Comme l’enfant est sûr de sa mère, parce qu’il se sait aimé d’elle, l’âme dont nous parlons est sûre de Dieu. Elle ne peut douter de sa fidélité à tenir ses promesses : demandez et vous recevrez. Elle ne s’appuie pas sur ses mérites à elle, sur sa fortune personnelle, mais sur les mérites infinis du Sauveur, qui sont à elle ; ainsi la fortune du père est à ses enfants qui n’ont pas encore des biens personnels.

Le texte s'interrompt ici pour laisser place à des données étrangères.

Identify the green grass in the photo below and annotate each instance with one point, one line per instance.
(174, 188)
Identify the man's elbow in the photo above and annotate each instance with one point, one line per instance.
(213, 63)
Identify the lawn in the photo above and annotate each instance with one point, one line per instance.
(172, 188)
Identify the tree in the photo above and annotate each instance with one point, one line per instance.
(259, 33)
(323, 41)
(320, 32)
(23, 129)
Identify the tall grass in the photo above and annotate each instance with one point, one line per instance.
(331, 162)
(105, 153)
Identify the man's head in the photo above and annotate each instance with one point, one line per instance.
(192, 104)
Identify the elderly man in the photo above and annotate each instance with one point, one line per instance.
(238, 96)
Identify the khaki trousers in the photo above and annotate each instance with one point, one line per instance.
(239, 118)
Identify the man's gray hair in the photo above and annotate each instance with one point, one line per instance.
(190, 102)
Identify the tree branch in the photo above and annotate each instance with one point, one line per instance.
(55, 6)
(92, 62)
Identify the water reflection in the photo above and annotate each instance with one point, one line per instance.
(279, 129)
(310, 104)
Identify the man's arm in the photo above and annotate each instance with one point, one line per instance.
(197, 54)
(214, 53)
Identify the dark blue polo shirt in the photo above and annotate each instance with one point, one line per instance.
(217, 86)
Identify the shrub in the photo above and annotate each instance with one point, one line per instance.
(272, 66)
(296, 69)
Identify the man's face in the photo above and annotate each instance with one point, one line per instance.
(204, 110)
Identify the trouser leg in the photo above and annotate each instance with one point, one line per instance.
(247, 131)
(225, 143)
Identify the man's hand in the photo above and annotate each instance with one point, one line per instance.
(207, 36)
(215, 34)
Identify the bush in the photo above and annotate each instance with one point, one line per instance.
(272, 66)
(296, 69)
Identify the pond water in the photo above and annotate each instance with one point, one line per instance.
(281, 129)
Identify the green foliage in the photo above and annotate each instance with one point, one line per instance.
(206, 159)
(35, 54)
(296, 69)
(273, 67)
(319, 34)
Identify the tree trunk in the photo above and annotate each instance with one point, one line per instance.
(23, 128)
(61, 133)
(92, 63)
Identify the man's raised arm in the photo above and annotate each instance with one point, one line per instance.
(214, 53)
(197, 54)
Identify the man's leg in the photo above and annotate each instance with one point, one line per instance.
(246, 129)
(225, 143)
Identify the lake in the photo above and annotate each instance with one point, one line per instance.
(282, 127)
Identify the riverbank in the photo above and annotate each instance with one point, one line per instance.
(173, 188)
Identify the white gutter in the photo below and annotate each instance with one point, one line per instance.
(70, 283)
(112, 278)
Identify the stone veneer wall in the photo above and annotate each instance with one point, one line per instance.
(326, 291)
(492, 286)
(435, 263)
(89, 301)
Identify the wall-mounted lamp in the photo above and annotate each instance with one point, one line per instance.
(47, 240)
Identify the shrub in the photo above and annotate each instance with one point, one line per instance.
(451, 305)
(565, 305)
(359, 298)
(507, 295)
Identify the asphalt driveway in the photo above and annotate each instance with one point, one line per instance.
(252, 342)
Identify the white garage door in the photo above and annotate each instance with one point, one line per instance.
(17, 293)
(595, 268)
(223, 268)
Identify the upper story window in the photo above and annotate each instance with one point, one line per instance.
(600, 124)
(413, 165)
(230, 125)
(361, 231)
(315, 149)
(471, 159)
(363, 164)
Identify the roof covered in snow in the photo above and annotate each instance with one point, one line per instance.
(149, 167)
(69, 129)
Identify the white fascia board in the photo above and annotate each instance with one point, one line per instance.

Est-ce que sa fragilité la décourage ? Pas du tout. L’enfant ne se décourage pas à cause de sa faiblesse ; au contraire, il sait que c’est à cause de son impuissance que sa mère est toujours attentive à veiller sur lui. De même Notre-Seigneur veille toujours sur les petits et les pauvres qui se fient à lui. Le Saint-Esprit, qu’il nous a envoyé, est appelé « Pater pauperum ».
Cette âme ne compte que sur Dieu, sur Notre-Seigneur sur la sainte Vierge, et sur ceux qui vivent de Dieu, comme l’enfant n’a confiance qu’en sa mère et dans les personnes auxquelles sa mère elle-même le confie pour un moment.
C’est une confiance entière, même aux heures les plus graves. On se rappelle alors ce que disait sainte Thérèse : « Seigneur, vous voyez tout, vous pouvez tout, et vous m’aimez ».
La seule crainte de cette âme, c’est de ne pas assez aimer Notre-Seigneur, de ne pas s’abandonner assez à Lui.
La CHARITÉ, est l’amour de Dieu pour lui-même, et des âmes en Dieu, pour qu’elles le glorifient dans le temps et dans l’éternité.
Le petit enfant aime sa mère de tout son cœur, plus que les caresses qu’il reçoit d’elle ; il vit de sa mère.
De même l’enfant de Dieu vit de Dieu et l’aime pour lui, à cause de ses infinies perfections qui se déversent en lui. Ce qu’il aime cet enfant, ce n’est pas sa perfection à lui, c’est Dieu même, sur qui il s’appuie.
A cet amour il rapporte tout, c’est un amour délicat, simple, qui inspire la piété filiale, et une grande charité pour le prochain, en tant que celui-ci est aimé de Dieu et appelé à le glorifier éternellement.
L’enfant de Dieu est cependant prudent comme il est simple : simple avec Dieu et les âmes de Dieu, il est sous l’inspiration du don de conseil prudent avec ceux en qui on ne peut avoir confiance.
Il est faible, mais aussi il est fort, par le don de force qui s’est manifesté dans les martyrs, jusqu’en des jeune vierges et des vieillards.
Un modèle frappant d’enfance spirituelle se trouve dans une sainte âme arrivée, au milieu des plus grandes difficultés, à une grande intimité avec Notre-Seigneur ; la Vénérable Mère Marie-Thérèse de Soubiran, fondatrice de la Société de Marie Auxiliatrice. Sa vie admirable nous montre la très grande supériorité de la vie surnaturelle pleinement abandonnée à Notre-Seigneur, au-dessus de l’activité naturelle des personnes les mieux douées et les plus énergiques qui s’appuient sur elles- mêmes, qui oublient de demander la bénédiction de Dieu[9].
Cette vie est un commentaire des paroles du Sauveur : Je te rends grâce, ô Père, de ce que tu as caché ces choses aux prudents et aux sages, et de ce que tu les as révélées aux petits.
Notes et références
- ↑ Matt., XVIII, 3.
- ↑ Rom., VIII, 16.
- ↑ Matt., XVIII, 5-4 ; XIX, 14 ; Marc., IX, 32.
- ↑ I Cor., XIV, 20.
- ↑ Traité de l’amour de Dieu, IX, e. 13, 14.
- ↑ Histoire d’une âme ; Souvenirs et conseils, p. 263.
- ↑ Ibid. c. 9.
- ↑ Matt., VI, 32.
- ↑ Maria Teresa de Soubiran (1834-1889) conoscinta dai suoi scritti, lettere e note spirituali, publicate dal P. Monier-Vinard, S. J. Roma, 1938, 2 vol.